Comments

  1. says

    To prevent this kind of thing happening, I put an alluminium lath/profile or something similar in every bucket in the garden, so animals that fall in can climb out.

  2. says

    Oh, eek.

    I had a horror a year ago: I was on a trip to Europe and came home and several mice had fallen into my large garbage bin downstairs. Two had died and the survivor had eaten pieces of its compatriots. All I could think (as I freed the survivor and hosed out the bin) was that Harlan Ellison would have written a story from the mouse’s perspective.

  3. says

    Yeah, whenever I am away, there is a bin liner in the bin and I leave a towel on the edge of the sink so mousies can climb out. If any of them swan-die into the toilet, it’s their problem. My sympathy only extends so far.

  4. says

    I don’t know from mice, but rats will eat a rat corpse if no one comes along and removes the body, and it’s not generally from hunger, but corpse stench attracts predators. Of course, if you’re stranded and stuck somewhere, with no food for days, well…even people do that.

  5. vucodlak says

    Oh eurgh. Poor mousey.

    I once found a frog in one of my root-watering cups. It was hopping around in the bottom, stuck, so I thought: “Well, I’ll just fill up the cup with water, like usual, and the frog can just swim out.
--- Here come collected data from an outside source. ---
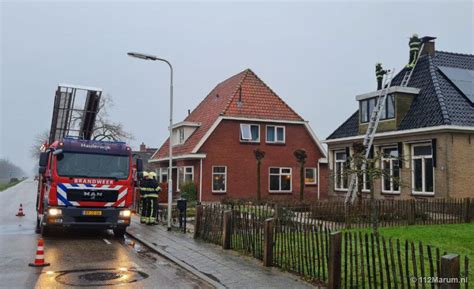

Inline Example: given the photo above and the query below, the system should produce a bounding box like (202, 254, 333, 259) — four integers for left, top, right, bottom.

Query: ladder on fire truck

(48, 84, 102, 144)
(345, 70, 395, 204)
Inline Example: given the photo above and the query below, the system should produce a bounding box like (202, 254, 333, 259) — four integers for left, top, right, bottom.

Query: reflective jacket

(140, 178, 161, 197)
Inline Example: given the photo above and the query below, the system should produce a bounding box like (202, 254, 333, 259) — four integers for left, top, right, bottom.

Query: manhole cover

(55, 268, 148, 286)
(80, 272, 123, 282)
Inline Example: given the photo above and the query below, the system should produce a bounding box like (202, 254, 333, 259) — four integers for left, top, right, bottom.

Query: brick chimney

(420, 36, 436, 56)
(139, 142, 146, 152)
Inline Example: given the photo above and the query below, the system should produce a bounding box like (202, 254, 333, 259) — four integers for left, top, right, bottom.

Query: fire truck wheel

(41, 223, 50, 237)
(113, 227, 126, 238)
(35, 218, 41, 234)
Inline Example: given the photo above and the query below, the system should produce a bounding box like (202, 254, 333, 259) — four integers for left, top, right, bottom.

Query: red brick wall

(197, 120, 328, 202)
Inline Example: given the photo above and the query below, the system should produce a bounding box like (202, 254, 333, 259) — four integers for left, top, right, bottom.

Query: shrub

(180, 181, 197, 202)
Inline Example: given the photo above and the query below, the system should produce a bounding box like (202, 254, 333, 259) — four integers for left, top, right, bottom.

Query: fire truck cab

(36, 138, 142, 237)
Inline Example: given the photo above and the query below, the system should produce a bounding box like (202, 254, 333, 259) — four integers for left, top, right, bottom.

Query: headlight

(119, 209, 131, 217)
(48, 208, 62, 216)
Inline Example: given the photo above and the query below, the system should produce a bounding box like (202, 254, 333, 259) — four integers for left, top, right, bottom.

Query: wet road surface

(0, 179, 213, 289)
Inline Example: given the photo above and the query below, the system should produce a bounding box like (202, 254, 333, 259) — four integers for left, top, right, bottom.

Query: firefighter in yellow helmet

(407, 33, 421, 68)
(141, 171, 161, 225)
(139, 171, 149, 223)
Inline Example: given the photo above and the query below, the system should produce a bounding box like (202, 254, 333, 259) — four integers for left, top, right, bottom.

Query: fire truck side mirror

(39, 152, 49, 168)
(136, 159, 143, 173)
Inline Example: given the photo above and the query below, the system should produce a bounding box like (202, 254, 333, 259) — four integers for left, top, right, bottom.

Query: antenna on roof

(237, 86, 243, 108)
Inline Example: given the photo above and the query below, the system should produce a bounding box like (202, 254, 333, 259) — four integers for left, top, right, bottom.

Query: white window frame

(212, 166, 227, 193)
(159, 168, 169, 183)
(334, 150, 348, 191)
(269, 167, 292, 193)
(266, 125, 285, 144)
(362, 169, 370, 192)
(304, 167, 317, 185)
(381, 146, 400, 194)
(411, 143, 435, 196)
(240, 124, 260, 143)
(177, 166, 194, 192)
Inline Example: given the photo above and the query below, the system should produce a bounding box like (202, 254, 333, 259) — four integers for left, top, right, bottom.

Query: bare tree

(31, 94, 134, 160)
(90, 94, 133, 141)
(294, 149, 307, 201)
(30, 130, 49, 160)
(339, 145, 403, 235)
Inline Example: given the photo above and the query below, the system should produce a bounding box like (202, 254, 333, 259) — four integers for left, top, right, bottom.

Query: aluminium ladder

(345, 69, 395, 204)
(400, 43, 425, 87)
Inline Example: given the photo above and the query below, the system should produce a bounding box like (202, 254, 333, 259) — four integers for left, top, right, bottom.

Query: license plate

(82, 210, 102, 216)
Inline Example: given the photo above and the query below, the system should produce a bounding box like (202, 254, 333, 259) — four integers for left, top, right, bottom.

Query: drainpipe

(199, 159, 203, 202)
(317, 159, 321, 199)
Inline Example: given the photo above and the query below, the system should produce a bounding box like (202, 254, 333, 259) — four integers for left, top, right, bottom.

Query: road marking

(103, 238, 111, 245)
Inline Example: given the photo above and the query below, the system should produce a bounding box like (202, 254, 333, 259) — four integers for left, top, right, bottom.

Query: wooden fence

(194, 202, 471, 289)
(280, 198, 473, 230)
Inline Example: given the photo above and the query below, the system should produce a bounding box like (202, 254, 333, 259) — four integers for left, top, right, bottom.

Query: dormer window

(240, 124, 260, 142)
(176, 128, 184, 144)
(360, 94, 395, 123)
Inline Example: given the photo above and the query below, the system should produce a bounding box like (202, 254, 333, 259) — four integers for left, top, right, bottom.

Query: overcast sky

(1, 1, 472, 173)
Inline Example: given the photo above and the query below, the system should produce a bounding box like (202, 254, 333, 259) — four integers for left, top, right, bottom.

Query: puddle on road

(53, 268, 149, 287)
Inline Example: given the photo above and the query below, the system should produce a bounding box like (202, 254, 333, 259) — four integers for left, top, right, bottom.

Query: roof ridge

(222, 69, 304, 121)
(221, 69, 252, 115)
(428, 55, 451, 125)
(435, 50, 474, 57)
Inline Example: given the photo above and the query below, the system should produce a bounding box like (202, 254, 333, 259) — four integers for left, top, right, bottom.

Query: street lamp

(127, 51, 174, 231)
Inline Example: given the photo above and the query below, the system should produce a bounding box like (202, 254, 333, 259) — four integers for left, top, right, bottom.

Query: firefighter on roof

(407, 33, 421, 68)
(375, 63, 388, 90)
(141, 171, 161, 225)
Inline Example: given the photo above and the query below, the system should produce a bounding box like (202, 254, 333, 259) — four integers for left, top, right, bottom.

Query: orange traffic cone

(28, 238, 50, 267)
(16, 204, 25, 217)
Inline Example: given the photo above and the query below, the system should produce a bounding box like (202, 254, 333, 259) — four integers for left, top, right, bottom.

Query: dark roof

(327, 51, 474, 140)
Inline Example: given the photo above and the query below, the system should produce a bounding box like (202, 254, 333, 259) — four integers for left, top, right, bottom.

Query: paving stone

(128, 217, 316, 289)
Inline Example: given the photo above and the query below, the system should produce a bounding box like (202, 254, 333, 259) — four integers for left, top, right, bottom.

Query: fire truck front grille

(74, 216, 106, 223)
(67, 189, 118, 202)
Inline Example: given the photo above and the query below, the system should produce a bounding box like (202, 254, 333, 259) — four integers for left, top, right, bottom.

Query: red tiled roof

(151, 69, 304, 160)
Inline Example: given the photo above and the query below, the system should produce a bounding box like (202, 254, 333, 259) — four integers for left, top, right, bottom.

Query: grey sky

(1, 1, 473, 173)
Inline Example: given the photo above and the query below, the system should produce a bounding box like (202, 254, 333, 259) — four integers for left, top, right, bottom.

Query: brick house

(149, 69, 328, 202)
(325, 36, 474, 199)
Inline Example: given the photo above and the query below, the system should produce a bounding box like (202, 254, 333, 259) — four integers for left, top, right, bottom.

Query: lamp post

(127, 52, 174, 231)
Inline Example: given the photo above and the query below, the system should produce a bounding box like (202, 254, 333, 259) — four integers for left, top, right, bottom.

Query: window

(160, 168, 168, 183)
(266, 125, 285, 143)
(381, 147, 400, 194)
(178, 128, 185, 144)
(240, 124, 260, 142)
(334, 150, 348, 190)
(362, 169, 371, 192)
(269, 167, 292, 192)
(304, 168, 317, 185)
(212, 166, 227, 193)
(412, 143, 434, 195)
(177, 166, 194, 191)
(360, 94, 395, 123)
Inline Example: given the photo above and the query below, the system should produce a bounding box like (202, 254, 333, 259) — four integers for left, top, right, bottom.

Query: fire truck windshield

(56, 152, 130, 179)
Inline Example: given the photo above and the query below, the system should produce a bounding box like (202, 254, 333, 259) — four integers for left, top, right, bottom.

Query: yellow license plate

(82, 210, 102, 216)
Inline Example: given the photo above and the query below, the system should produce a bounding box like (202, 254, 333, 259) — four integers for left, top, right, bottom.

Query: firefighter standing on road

(141, 171, 161, 225)
(139, 171, 149, 223)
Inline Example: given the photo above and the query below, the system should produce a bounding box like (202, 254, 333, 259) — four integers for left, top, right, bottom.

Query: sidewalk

(127, 216, 317, 289)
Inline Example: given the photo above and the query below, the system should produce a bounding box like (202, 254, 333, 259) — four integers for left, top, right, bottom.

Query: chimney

(187, 109, 190, 115)
(420, 36, 436, 56)
(140, 142, 146, 152)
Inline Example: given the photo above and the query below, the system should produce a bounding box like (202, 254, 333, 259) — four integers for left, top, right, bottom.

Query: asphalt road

(0, 179, 213, 289)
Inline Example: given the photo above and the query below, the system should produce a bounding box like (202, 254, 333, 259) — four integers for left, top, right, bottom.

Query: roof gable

(152, 69, 305, 160)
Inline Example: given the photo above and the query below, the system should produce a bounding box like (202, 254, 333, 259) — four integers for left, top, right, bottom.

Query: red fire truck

(36, 84, 142, 237)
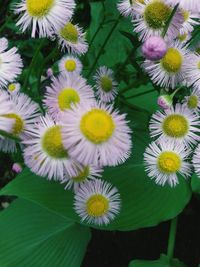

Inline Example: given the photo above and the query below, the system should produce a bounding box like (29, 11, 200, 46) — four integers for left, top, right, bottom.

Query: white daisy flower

(58, 55, 82, 74)
(165, 0, 200, 13)
(132, 0, 184, 41)
(14, 0, 75, 38)
(94, 66, 118, 103)
(193, 144, 200, 178)
(61, 164, 103, 193)
(144, 140, 192, 187)
(149, 103, 200, 147)
(74, 179, 121, 225)
(0, 90, 15, 133)
(185, 53, 200, 88)
(57, 22, 88, 55)
(0, 38, 23, 88)
(143, 41, 189, 89)
(7, 83, 20, 95)
(61, 102, 132, 166)
(0, 93, 40, 153)
(183, 87, 200, 112)
(179, 9, 200, 35)
(117, 0, 144, 17)
(43, 73, 95, 121)
(23, 114, 79, 180)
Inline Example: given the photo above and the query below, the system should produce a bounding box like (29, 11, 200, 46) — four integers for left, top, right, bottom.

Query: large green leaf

(0, 199, 91, 267)
(129, 254, 187, 267)
(191, 173, 200, 194)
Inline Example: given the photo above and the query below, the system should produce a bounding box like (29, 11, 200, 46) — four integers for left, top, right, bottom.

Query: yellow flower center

(158, 151, 181, 173)
(161, 48, 183, 73)
(65, 60, 77, 72)
(100, 76, 113, 92)
(188, 95, 198, 109)
(182, 10, 189, 21)
(58, 88, 80, 111)
(177, 33, 188, 42)
(8, 84, 16, 92)
(162, 114, 189, 138)
(80, 109, 115, 144)
(27, 0, 55, 17)
(86, 194, 109, 217)
(60, 23, 78, 44)
(73, 166, 90, 183)
(42, 126, 68, 158)
(144, 1, 171, 29)
(3, 113, 24, 135)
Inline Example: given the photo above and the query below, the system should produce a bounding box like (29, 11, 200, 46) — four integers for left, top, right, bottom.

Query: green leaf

(191, 173, 200, 194)
(0, 199, 91, 267)
(129, 254, 187, 267)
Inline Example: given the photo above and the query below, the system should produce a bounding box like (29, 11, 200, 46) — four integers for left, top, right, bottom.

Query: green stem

(87, 15, 121, 79)
(167, 217, 178, 260)
(0, 130, 20, 142)
(22, 39, 46, 91)
(125, 88, 156, 100)
(162, 4, 179, 37)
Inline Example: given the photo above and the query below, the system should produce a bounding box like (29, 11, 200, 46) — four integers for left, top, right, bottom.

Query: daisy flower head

(0, 93, 40, 153)
(7, 83, 20, 95)
(61, 102, 132, 166)
(94, 66, 118, 103)
(0, 38, 23, 88)
(117, 0, 145, 18)
(14, 0, 75, 38)
(193, 144, 200, 178)
(0, 90, 15, 133)
(57, 22, 88, 55)
(149, 103, 200, 147)
(61, 164, 103, 193)
(23, 114, 78, 180)
(183, 88, 200, 112)
(185, 53, 200, 88)
(143, 41, 189, 89)
(58, 55, 82, 75)
(144, 140, 192, 187)
(165, 0, 200, 13)
(74, 179, 121, 225)
(179, 9, 200, 35)
(132, 0, 184, 41)
(44, 73, 95, 120)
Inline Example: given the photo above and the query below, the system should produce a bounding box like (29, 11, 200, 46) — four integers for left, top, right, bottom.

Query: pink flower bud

(12, 163, 22, 173)
(46, 68, 53, 78)
(142, 36, 167, 61)
(157, 95, 173, 110)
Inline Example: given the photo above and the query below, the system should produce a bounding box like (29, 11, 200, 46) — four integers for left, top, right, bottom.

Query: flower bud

(12, 163, 22, 173)
(142, 36, 167, 61)
(46, 68, 53, 78)
(157, 94, 173, 110)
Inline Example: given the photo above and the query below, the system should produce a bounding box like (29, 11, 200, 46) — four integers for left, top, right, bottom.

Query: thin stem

(22, 39, 46, 91)
(162, 4, 179, 37)
(167, 217, 178, 260)
(87, 15, 121, 79)
(125, 88, 156, 100)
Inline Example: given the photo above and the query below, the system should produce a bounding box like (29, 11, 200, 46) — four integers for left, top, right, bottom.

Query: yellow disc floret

(60, 23, 78, 44)
(65, 60, 77, 72)
(86, 194, 109, 217)
(162, 114, 189, 138)
(144, 1, 171, 29)
(27, 0, 55, 17)
(161, 48, 183, 73)
(58, 88, 80, 111)
(80, 109, 115, 144)
(8, 84, 16, 92)
(100, 76, 113, 92)
(3, 113, 24, 135)
(73, 166, 90, 183)
(42, 125, 68, 158)
(187, 95, 198, 109)
(158, 151, 181, 173)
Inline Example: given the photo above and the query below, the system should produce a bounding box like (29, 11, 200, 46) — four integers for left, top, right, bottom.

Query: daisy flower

(193, 144, 200, 178)
(74, 179, 121, 225)
(7, 83, 20, 95)
(144, 140, 192, 187)
(61, 164, 103, 193)
(0, 90, 15, 133)
(165, 0, 200, 13)
(143, 41, 189, 89)
(149, 103, 200, 147)
(132, 0, 184, 41)
(185, 53, 200, 88)
(58, 55, 82, 75)
(14, 0, 75, 38)
(117, 0, 144, 17)
(23, 114, 79, 180)
(61, 102, 132, 166)
(0, 93, 40, 153)
(57, 22, 88, 55)
(0, 38, 23, 88)
(94, 66, 118, 103)
(183, 88, 200, 112)
(43, 73, 95, 120)
(179, 9, 200, 35)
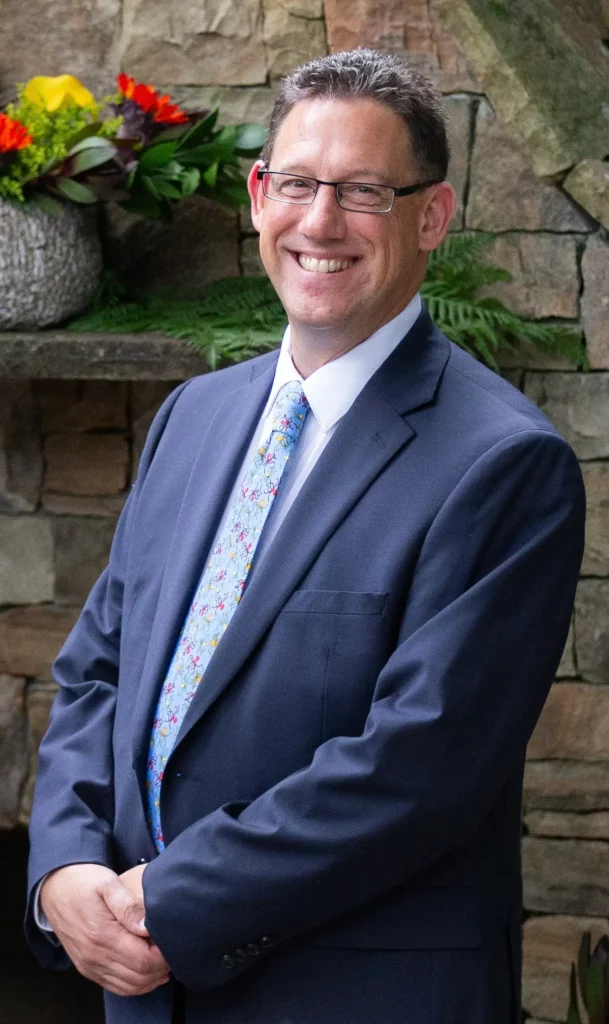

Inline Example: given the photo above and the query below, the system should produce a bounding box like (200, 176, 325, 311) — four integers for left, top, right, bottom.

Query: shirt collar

(264, 293, 422, 433)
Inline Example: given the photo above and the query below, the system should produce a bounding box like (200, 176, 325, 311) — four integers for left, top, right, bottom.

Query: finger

(97, 919, 170, 976)
(65, 917, 169, 983)
(97, 961, 171, 996)
(75, 955, 170, 997)
(100, 878, 149, 937)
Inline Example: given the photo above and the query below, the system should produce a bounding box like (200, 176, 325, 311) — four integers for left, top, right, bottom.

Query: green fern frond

(426, 232, 496, 274)
(68, 233, 586, 374)
(68, 276, 286, 370)
(422, 233, 585, 370)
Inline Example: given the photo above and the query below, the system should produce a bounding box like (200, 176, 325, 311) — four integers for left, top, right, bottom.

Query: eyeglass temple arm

(393, 180, 442, 196)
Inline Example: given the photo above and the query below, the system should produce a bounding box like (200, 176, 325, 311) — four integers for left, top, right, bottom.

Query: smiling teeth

(298, 255, 355, 273)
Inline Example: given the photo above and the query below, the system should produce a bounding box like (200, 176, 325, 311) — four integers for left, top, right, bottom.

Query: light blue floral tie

(146, 381, 309, 850)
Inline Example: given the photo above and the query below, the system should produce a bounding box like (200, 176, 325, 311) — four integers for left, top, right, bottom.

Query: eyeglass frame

(256, 168, 442, 214)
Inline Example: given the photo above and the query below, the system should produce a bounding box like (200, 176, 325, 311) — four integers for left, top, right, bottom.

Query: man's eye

(283, 178, 311, 189)
(344, 184, 381, 196)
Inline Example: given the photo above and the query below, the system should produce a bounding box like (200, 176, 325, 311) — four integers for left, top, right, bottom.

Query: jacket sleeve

(142, 427, 585, 991)
(25, 380, 192, 968)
That should be less traumatic for it than me picking it up, and it’s not like it’ll drown.”

    I was wrong. I’m not sure what happened, but the frog went stiff as a board, quite dead, the moment the water hit it. The water was about the same temperature as the air (around 90F); I checked it to make sure it wasn’t hot or cold before I put it in.

    I use large sports-drink bottles to water my roots now. It’s a little annoying to unsrew the lids every time I water, but no more dead critters.